Dean Baker of the Guardian newspaper in the United Kingdom reports that the United States could solve its unemployment problem if the government encouraged businesses to spread out their work to include more people. Some people would take a cut in hours so that others could step in and take up the slack. Baker points out that people in Germany and the Netherlands work 20 percent less than we Americans. However, there are some serious flaws in his logic.
One is that the US middle class is working more and earning less, which is the reverse of what is going on in Germany. Also, the German economy didn’t experience a housing or a tech bubble, so people aren’t underwater on their houses in Germany to the same degree as in the USA. Millions of people in the US need to keep working more and more just to stay afloat. They can’t afford to take a cut in hours.
There are a ton of other differences between the two nations, all in favor of the Germans. How about this?
Half of the seats of every board of directors in every German corporation are filled by labor union members.

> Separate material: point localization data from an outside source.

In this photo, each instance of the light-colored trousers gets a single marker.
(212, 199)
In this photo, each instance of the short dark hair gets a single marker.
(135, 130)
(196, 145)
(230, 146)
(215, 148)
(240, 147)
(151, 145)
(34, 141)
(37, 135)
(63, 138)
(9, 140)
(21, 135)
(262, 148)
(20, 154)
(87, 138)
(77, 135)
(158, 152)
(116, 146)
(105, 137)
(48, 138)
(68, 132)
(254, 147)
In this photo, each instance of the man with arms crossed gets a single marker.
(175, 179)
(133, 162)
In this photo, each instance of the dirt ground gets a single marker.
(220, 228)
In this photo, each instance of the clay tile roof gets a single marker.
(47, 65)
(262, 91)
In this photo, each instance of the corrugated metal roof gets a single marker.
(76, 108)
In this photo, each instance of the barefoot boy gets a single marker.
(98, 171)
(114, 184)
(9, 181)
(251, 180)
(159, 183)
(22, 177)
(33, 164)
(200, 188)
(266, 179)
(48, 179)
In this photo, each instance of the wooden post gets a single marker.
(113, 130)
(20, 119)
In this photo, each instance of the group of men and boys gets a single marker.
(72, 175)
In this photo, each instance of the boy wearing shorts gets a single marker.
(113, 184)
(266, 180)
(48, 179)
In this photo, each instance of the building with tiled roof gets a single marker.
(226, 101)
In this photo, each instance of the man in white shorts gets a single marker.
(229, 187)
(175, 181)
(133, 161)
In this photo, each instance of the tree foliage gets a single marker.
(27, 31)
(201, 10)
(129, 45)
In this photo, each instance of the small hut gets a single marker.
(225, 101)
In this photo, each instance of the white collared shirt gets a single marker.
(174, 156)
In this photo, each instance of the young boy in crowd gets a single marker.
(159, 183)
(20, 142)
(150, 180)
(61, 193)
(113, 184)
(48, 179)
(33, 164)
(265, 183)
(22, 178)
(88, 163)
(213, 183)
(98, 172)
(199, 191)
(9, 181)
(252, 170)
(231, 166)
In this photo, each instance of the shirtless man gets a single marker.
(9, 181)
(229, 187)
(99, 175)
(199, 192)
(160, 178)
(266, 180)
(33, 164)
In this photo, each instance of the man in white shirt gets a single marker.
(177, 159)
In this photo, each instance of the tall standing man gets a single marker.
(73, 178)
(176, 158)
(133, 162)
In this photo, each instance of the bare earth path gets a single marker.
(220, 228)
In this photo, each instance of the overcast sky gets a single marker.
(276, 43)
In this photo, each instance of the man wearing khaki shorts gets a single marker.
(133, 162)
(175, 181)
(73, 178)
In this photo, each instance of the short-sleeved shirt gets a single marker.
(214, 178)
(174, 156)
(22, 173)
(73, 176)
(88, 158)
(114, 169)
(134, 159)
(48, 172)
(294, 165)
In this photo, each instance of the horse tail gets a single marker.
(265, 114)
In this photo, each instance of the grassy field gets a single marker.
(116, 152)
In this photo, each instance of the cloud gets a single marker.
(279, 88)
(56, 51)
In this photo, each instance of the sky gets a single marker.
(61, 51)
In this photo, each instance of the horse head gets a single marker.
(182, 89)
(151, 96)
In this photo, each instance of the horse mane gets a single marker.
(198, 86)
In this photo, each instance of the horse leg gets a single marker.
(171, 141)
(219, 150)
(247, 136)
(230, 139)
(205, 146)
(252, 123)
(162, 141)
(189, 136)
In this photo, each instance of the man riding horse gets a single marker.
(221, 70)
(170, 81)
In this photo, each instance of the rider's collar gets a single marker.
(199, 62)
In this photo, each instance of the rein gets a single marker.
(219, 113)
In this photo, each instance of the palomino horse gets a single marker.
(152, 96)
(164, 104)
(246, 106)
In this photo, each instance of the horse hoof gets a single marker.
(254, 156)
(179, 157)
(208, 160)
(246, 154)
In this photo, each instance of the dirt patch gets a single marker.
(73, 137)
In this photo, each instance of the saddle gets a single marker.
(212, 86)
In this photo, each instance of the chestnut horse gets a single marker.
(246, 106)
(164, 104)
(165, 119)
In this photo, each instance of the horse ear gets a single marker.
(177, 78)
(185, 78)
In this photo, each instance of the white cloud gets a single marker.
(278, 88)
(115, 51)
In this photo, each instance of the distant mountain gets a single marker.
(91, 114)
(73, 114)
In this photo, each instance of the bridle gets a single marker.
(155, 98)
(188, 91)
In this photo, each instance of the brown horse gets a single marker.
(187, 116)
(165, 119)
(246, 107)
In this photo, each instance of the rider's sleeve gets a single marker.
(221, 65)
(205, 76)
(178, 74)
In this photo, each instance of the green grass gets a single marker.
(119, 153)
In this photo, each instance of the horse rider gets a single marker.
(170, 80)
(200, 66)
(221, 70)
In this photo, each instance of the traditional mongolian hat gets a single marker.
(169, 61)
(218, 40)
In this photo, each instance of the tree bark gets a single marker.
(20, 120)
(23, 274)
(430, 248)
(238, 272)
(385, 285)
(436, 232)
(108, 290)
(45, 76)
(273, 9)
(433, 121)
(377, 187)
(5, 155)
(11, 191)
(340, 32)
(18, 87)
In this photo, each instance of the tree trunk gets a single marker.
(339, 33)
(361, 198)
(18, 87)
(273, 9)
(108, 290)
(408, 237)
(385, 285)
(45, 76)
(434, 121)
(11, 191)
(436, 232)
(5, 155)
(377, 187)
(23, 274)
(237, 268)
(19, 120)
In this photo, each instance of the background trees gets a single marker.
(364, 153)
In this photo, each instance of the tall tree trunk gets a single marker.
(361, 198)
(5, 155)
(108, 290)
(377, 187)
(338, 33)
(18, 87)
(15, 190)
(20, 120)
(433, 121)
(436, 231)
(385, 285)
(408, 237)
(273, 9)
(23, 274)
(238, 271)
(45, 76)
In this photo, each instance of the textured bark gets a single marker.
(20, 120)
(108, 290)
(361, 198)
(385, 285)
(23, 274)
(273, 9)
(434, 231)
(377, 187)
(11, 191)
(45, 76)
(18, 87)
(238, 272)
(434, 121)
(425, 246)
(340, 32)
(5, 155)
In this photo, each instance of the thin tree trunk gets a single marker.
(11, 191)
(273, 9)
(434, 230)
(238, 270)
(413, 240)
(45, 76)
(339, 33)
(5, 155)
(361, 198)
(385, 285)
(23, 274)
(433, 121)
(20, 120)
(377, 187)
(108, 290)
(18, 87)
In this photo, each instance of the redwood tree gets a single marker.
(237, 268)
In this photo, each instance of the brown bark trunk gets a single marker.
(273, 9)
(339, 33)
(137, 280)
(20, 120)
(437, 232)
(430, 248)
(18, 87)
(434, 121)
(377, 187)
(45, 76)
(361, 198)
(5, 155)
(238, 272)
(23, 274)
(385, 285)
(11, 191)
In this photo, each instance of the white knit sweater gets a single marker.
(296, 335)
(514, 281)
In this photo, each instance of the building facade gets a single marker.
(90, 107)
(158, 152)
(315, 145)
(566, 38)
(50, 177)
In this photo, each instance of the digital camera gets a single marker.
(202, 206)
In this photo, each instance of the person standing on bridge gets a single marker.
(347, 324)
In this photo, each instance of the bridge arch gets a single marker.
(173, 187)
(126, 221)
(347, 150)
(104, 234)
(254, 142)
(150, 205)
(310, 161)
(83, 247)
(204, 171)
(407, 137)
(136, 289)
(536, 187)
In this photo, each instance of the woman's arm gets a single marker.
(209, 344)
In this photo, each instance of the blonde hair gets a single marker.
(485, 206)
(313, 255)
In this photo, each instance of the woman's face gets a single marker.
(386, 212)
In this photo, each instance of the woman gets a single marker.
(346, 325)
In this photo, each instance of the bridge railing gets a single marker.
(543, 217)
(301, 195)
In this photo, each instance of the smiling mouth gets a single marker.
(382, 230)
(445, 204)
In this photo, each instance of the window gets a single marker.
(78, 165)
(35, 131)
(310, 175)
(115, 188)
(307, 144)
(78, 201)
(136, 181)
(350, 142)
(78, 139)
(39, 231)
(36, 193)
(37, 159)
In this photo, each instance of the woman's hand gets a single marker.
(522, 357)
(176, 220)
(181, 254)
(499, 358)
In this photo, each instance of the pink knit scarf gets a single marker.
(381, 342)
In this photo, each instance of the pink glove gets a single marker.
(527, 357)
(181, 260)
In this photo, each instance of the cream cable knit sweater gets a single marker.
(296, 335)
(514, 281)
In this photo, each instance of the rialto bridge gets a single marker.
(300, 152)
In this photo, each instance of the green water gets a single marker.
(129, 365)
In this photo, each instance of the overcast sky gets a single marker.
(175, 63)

These people most likely aren’t all that interested in shipping their jobs to China and Vietnam and redistributing the difference between the higher paying jobs in Germany and the new lower wages in some third world country from the 99 percent of Germans to the 1 percent via higher corporate earnings, rising share prices and soaring dividends. That’s a primary reason why the Germans have higher wages and rising standards of living, which is the opposite of their American counterparts.
That’s why Dean’s logic to cut worker hours is utterly ridiculous. The German economy is managed so that the vast majority of Germans share in their rising prosperity, while US economic policy for 30 years has been to redistribute the income and wealth of the 99 percent to the 1 percent. Both governments have been extremely successful in their policy objectives.